Brand mit drei Toten: Defekte Stromleitung löste Feuer aus

Die Ursache für den Brand mit drei Toten Dienstagfrüh im weststeirischen Pack ist geklärt. Das Feuer nahm seinen Ausgang in einer Stromleitung im Schlafzimmer der 73-jährigen Hausbesitzerin im Untergeschoß. Dies ergab die kriminaltechnische Untersuchung, wie die Polizei am Freitag mitteilte. Bei der Obduktion der Opfer wurden die Leichname des Bewohner-Ehepaares einwandfrei identifiziert.

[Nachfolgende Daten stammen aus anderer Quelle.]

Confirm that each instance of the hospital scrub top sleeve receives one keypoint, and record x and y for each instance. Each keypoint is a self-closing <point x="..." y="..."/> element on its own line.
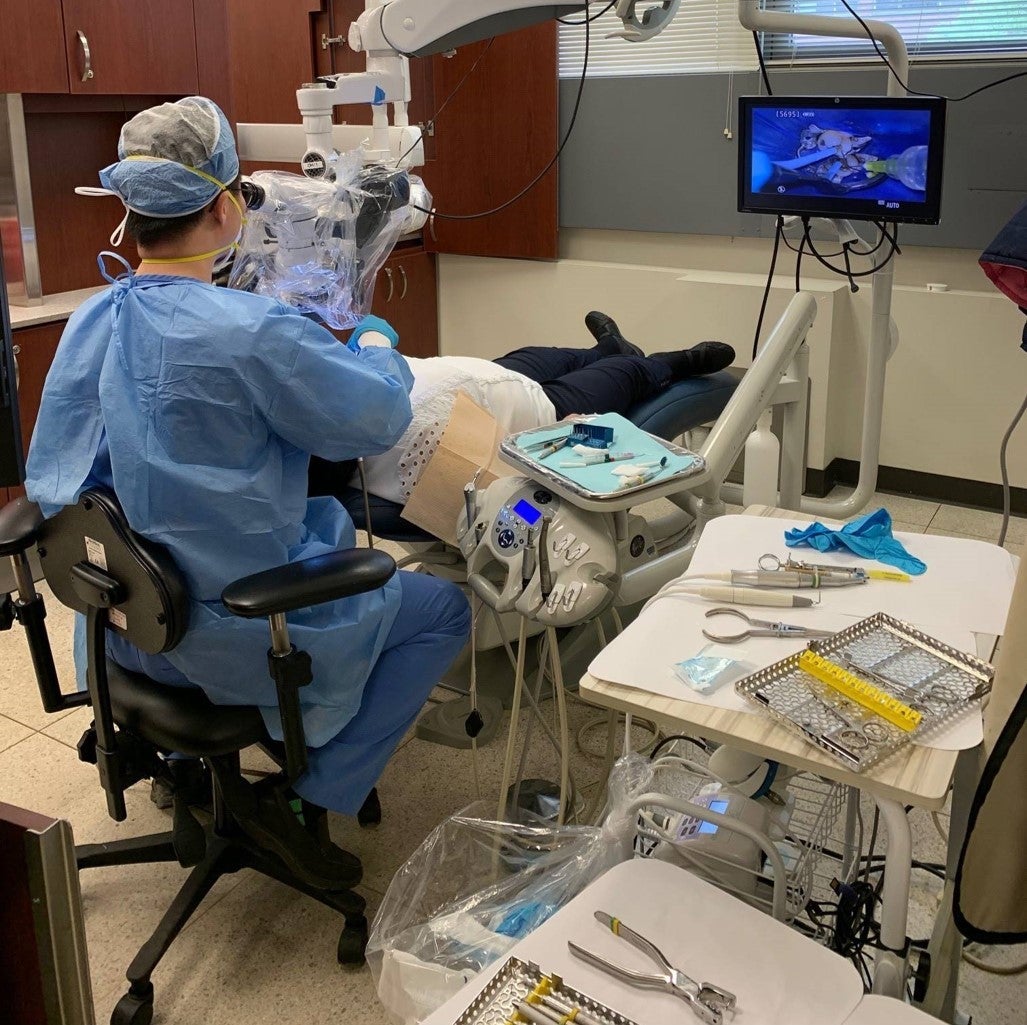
<point x="336" y="404"/>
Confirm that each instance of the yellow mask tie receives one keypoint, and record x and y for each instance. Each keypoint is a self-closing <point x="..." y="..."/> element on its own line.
<point x="224" y="188"/>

Anhand der sichergestellten Reste der Stromleitungen und technischer Geräte aus der Brandruine in Pack (Bezirk Voitsberg) stellten die Ermittler fest, dass „der Brand mit an Sicherheit grenzender Wahrscheinlichkeit aufgrund eines technischen Defekts der elektrischen Anlage des Hauses entstand“. Die Ermittler und Sachverständigen hatten sich in den vergangenen Tagen erst durch eine Menge Schutt und Asche in der zwar gesicherten, aber einsturzgefährdeten Brandruine arbeiten müssen.

Laut der weitgehend abgeschlossenen Obduktion der sterblichen Überreste des Ehepaars (87 und 73) und dessen Pflegerin (53) wurden die älteren Bewohner einwandfrei identifiziert. Eine zweifelsfreie Identifizierung der ungarischen Pflegerin lag noch nicht vor, hier müssten noch DNA-Tests durchgeführt werden, sagte ein Polizist zur APA. Ein Ergebnis soll in den kommenden Tagen vorliegen. Alle drei Personen seien jedenfalls an einer Rauchgasvergiftung gestorben. Die Rauchgase wiederum entstanden offenbar durch glosendes Material aufgrund des Defekts der Stromleitung. Die E-Leitungen sollen alt gewesen sein und nicht den letzten technischen Standards entsprochen haben.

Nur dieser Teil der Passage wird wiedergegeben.